MIGUEL MARTINS - Inédito

Um nevoeiro, um fumo que se adensa entre os olhos e o olhar, sem nada por dentro e com nada por fora, um luto branco, miséria triste, indescritível, vazia de tudo, até de si.

Os pés, pesados, parecem, todavia, não pousar no chão, do mesmo modo que a cabeça viaja por outra cidade, por outras cidades, sem nome nem nexo, num silêncio alheio ao restolhar das ruas.

Os cigarros sucedem-se, inopinados, movidos por uma mão alheia, na esperança cancerígena do anonimato, uma réstia de fé nas fendas que me haveriam de sorver o corpo decomposto, liquefeito, cru por uma vez.

Sou a minha sala sem janelas por onde entrassem ar ou luzes ou deixasse sair um pouco deste vapor de água, que já assobia ao comprimir as paredes, ao enlouquecer o bolor e os insectos.

Algo na garganta empederniu e dói e aflige, como um ovo que não eclode ou uma noz maciça, impossível aos olhos do destino e indiferente aos meus, não fosse esta sede que marulha, brutal, por entre a solidão.

A confusão anoitece-me a todas as horas, perde-me os olhos na vibração das vossas línguas, próximas ou distantes, nos vossos dedos sempre decepados, mesmo quando riscam o ar à minha frente.

Falam-me e penso Um de nós está morto ou estamos ambos, posto que nem na aparência isto se assemelha à realidade, a nenhuma geometria ou sensação que tenha conhecido, pelo que talvez seja a Índia ou um caixão.

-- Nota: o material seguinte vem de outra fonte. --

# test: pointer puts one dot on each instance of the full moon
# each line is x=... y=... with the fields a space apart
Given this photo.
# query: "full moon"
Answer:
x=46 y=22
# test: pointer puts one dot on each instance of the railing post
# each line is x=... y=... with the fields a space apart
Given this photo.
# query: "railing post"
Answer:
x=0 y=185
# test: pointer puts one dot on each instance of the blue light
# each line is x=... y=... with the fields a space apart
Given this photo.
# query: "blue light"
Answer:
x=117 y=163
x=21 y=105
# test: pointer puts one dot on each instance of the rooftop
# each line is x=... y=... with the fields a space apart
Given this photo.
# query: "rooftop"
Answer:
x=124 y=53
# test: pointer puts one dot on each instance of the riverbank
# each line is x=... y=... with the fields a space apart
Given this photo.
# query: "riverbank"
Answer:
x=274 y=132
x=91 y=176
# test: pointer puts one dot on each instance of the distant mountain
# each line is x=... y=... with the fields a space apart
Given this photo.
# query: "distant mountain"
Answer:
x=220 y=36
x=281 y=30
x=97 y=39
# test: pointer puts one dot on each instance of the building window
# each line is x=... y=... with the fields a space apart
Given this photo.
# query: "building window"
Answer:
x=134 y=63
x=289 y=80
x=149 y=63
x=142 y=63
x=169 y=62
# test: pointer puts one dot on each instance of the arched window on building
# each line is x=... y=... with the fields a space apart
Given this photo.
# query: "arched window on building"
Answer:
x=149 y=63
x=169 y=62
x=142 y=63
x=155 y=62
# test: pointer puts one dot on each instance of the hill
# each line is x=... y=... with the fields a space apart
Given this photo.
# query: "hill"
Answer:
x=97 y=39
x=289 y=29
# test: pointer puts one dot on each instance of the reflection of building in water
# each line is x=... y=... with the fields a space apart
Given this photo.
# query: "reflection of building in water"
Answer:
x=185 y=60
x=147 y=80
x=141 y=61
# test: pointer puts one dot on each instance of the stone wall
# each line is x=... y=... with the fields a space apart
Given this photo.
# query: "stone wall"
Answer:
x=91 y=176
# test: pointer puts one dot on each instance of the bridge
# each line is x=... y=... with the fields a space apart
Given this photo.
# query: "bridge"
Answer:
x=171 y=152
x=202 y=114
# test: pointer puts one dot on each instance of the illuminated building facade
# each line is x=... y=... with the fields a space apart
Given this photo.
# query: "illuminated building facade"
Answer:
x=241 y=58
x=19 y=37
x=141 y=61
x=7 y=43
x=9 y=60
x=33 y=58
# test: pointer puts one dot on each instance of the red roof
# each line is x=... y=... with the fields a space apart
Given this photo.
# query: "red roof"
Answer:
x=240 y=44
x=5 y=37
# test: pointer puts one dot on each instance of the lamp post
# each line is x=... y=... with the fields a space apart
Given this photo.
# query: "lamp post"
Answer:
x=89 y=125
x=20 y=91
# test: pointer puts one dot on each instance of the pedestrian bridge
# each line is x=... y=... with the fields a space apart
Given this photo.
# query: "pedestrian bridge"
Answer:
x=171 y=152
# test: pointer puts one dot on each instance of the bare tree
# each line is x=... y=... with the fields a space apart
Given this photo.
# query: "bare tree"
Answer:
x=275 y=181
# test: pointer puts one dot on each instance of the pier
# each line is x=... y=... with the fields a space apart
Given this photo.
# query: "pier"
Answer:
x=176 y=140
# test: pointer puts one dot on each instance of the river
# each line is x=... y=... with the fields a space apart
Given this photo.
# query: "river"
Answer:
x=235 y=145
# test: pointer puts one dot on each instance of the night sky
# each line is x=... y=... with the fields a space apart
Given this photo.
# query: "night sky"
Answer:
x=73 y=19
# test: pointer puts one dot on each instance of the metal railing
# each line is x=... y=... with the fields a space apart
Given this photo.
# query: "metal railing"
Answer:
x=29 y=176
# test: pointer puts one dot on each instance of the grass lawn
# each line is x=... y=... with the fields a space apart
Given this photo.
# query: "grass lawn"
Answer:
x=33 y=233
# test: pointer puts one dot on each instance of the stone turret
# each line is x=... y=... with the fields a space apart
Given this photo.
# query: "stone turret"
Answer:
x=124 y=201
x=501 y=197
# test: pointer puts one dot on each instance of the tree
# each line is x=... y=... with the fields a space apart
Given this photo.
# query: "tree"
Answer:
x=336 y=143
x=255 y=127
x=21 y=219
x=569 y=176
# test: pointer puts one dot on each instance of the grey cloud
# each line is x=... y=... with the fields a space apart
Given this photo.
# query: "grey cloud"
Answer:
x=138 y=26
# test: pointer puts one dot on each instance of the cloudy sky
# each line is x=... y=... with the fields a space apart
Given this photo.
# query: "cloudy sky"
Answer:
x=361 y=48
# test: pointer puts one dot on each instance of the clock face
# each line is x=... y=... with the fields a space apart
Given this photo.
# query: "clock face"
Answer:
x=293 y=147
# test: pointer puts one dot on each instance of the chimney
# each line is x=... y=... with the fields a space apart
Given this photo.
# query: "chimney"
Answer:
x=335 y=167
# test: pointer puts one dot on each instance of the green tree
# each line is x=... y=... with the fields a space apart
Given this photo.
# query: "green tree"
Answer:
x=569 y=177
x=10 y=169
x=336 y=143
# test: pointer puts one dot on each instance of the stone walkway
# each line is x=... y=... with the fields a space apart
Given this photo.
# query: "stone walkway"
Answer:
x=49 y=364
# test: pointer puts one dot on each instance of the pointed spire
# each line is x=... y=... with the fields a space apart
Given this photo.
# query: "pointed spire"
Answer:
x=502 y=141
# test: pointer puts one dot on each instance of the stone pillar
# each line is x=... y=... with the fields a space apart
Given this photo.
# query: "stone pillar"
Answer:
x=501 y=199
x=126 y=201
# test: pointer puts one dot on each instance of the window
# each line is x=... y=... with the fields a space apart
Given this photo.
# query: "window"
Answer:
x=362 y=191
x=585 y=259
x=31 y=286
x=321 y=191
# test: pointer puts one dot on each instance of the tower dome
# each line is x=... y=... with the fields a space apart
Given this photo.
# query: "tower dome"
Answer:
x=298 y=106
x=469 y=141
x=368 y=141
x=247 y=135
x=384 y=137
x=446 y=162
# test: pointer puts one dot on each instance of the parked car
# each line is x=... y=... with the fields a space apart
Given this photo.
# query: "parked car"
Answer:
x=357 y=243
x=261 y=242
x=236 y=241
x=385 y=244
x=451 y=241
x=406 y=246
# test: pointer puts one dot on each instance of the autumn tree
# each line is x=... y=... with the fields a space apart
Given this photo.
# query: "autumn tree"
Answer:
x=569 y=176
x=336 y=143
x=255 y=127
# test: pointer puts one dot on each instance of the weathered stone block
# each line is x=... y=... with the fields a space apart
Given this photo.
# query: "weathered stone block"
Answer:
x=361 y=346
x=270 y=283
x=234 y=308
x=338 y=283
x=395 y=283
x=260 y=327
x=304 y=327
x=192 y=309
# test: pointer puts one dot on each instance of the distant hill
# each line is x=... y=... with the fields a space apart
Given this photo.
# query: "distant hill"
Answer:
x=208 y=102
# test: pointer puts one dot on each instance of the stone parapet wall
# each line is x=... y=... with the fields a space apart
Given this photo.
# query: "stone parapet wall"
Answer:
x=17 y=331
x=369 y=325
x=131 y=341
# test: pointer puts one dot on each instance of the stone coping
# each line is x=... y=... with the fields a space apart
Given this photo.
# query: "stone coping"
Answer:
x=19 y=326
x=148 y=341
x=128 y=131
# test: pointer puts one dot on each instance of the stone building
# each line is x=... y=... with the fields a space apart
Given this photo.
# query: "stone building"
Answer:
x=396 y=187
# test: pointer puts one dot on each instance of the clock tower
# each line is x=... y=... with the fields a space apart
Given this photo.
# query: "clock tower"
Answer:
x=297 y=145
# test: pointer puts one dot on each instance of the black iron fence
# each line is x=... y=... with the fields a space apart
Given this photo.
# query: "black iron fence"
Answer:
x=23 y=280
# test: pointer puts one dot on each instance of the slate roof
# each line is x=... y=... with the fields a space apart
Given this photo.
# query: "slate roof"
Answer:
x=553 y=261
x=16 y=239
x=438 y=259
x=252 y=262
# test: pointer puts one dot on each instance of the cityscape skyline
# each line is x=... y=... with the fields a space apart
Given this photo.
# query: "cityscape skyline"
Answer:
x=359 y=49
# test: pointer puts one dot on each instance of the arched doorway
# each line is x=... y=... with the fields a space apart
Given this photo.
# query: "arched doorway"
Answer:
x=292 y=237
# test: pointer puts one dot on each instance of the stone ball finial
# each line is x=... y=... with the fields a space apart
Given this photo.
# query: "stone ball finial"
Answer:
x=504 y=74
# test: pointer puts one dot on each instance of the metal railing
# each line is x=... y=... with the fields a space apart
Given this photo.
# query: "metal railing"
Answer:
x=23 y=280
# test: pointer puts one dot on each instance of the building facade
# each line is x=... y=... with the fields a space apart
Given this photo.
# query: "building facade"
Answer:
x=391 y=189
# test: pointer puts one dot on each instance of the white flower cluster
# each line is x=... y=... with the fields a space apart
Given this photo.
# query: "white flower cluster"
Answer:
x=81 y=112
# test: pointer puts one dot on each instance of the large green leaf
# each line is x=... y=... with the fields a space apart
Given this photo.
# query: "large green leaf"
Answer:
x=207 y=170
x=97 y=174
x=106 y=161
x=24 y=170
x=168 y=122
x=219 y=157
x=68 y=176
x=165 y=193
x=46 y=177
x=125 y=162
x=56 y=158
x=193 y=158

Não me comovo nunca, nem se choro; são lágrimas de pó que irrita a pele, espilros de um buraco ignoto e sujo, que andava escondido sob uns untos e dá passagem às correntes de ar.

Ninguém se importa, ninguém diz nada que não tenha dito, ninguém amanha o pensamento à faca, ninguém morre de pé a meio de um passo, e assim deve ser para que se saiba, se, por absurdo, se quiser saber.

Caí de um muro para o precipício mais pequeno, sonhando-me numa cama que não tenho, fui arranhado por um gato e regado por um jardim, cortei ambas as mãos, carreguei uma casa em braços, suponho-me vivo.